1

I'm setting up a computer cluster of (20+) machines, I have a working central ldap server for authenticating users and keeping GID and UID synced across the cluster. One machine acts as a head node, which is exposed to the wider network, users ssh into this and then can ssh into the other machines. This works fine. Users can also ssh into the other machines fine.

When a user logs in for the first time to the head node, PAM creates a homedir for them.

I need, when this happens, to simultaneously create a homedir on all the other machines as well.

I'm thinking of possible solutions:

  • Have a script that does this, triggered when a user first logs into the headnode. I'm not sure on the most elegant way to do this, bar a .sh script with 20+ ssh commands
  • Have a cron job do the same as above, frequently
  • Configure some sort of PAM voodoo to do it
  • Have a cron job to create a homedir for every user in the LDAP directory (Don't want to do this, only want user that have log'd into the head node)
  • Something else (suggestions welcome)

At the moment the users have to ssh into all the nodes to create their homedir.

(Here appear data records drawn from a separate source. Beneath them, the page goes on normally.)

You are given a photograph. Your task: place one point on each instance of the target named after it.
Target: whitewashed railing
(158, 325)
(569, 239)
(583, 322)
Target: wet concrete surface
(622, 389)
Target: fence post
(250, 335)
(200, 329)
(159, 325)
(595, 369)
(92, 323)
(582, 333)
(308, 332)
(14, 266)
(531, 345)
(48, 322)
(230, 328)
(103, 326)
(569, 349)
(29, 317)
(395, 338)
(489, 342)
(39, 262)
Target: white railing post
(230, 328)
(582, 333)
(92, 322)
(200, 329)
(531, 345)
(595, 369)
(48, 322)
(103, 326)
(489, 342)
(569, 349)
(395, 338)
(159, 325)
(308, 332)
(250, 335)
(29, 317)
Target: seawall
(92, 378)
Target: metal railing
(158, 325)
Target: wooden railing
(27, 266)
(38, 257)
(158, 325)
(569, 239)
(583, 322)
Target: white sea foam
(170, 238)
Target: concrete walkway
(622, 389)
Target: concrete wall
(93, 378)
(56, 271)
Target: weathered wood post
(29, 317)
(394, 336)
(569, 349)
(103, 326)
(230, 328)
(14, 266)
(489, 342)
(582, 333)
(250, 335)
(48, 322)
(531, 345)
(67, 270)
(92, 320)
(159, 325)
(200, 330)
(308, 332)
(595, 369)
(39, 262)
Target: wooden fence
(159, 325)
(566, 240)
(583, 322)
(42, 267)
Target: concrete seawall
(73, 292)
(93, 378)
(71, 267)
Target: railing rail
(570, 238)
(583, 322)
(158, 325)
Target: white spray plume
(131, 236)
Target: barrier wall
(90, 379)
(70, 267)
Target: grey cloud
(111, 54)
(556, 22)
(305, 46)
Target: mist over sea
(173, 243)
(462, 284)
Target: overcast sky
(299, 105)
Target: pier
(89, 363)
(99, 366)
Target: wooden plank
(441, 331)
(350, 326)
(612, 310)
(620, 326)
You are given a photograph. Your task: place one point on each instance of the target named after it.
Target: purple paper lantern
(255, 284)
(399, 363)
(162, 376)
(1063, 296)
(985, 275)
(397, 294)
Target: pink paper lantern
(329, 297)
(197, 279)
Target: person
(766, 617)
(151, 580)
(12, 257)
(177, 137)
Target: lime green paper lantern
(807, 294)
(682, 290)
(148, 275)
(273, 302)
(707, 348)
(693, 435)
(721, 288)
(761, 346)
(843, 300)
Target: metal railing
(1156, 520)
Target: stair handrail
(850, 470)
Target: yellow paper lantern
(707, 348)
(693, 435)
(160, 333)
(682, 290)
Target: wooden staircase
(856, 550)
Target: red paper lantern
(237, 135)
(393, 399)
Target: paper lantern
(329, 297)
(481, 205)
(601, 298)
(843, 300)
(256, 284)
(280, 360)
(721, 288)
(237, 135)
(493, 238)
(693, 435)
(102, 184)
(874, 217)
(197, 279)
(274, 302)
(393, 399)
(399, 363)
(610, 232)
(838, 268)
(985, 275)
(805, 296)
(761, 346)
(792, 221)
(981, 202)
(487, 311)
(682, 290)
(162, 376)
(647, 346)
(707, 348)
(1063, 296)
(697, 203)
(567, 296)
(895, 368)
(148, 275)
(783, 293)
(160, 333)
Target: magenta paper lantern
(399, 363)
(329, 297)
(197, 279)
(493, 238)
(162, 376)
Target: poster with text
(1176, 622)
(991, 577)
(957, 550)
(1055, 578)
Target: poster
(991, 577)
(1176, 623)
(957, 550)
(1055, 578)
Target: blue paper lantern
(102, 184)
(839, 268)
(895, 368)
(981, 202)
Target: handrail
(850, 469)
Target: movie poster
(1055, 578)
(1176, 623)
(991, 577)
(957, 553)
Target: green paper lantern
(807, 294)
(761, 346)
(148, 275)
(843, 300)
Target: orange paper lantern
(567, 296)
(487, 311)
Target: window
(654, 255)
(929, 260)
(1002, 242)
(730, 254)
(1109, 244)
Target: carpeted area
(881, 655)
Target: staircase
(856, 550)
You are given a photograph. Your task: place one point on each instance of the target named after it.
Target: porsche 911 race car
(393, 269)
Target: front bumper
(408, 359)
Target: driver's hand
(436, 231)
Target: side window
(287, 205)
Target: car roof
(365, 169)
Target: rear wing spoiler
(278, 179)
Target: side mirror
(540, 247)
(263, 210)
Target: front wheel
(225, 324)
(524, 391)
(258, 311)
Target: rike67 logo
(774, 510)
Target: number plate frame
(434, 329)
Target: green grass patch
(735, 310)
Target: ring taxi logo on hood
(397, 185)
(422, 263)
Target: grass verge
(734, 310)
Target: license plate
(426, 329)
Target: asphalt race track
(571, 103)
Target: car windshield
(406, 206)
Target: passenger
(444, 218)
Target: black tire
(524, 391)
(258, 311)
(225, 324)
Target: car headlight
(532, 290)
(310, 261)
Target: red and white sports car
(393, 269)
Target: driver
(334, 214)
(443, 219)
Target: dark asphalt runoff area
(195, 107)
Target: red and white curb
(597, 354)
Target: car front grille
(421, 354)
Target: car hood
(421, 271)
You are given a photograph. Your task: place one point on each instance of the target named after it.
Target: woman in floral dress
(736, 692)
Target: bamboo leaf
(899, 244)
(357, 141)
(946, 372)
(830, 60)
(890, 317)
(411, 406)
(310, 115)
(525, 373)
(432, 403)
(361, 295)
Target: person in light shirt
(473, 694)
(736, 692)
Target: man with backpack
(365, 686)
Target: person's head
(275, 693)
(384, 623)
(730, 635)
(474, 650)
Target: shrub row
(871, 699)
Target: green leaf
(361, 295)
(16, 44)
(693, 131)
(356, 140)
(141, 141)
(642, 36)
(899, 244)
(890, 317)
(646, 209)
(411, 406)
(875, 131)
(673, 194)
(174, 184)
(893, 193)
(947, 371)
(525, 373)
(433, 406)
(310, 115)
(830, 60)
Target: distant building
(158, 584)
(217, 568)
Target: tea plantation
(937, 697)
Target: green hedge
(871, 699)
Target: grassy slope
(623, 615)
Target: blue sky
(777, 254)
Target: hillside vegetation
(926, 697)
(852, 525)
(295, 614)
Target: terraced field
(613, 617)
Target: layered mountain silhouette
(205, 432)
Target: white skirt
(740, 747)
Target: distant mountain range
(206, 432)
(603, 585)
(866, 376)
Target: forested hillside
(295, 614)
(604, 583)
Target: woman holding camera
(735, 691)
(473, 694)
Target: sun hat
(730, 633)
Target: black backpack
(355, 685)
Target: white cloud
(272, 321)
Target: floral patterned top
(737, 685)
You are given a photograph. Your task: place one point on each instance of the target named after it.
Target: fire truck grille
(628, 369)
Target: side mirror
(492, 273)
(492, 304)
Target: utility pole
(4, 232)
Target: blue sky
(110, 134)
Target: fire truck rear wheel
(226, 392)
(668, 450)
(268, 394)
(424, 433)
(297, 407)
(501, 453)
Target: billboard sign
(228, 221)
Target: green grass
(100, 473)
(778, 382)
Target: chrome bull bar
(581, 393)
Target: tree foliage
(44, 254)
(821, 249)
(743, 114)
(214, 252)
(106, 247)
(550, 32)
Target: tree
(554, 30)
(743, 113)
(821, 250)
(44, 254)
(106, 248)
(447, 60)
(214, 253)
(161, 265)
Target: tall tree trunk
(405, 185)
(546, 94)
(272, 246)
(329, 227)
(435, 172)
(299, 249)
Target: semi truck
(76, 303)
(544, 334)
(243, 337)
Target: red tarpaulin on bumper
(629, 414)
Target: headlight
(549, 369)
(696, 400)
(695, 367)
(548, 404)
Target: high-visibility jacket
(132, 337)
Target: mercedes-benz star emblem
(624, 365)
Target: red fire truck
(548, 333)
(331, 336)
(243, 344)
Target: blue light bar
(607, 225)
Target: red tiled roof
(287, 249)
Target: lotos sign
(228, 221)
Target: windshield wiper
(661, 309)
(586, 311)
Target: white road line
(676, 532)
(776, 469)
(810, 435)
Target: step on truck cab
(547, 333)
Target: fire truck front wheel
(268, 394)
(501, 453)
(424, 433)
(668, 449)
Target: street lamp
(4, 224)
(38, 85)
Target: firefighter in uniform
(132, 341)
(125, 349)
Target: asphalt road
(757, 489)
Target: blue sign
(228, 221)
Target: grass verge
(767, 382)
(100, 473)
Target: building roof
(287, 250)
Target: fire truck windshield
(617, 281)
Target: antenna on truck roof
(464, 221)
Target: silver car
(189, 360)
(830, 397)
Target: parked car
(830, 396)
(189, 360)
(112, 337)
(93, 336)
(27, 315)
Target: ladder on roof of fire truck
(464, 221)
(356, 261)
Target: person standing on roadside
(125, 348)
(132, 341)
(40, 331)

A rough analogy to what we are running and how I set this up can be found in theses dockerfiles: https://github.com/dooglz/slurm_docker/blob/master/slurm/ldap_host.dockerfile https://github.com/dooglz/slurm_docker/blob/master/slurm/slurm_node.dockerfile

The cluster is actually run 100% in docker, but on 20+ bare metal Ubuntu 18 servers. This is so I can change configurations easily.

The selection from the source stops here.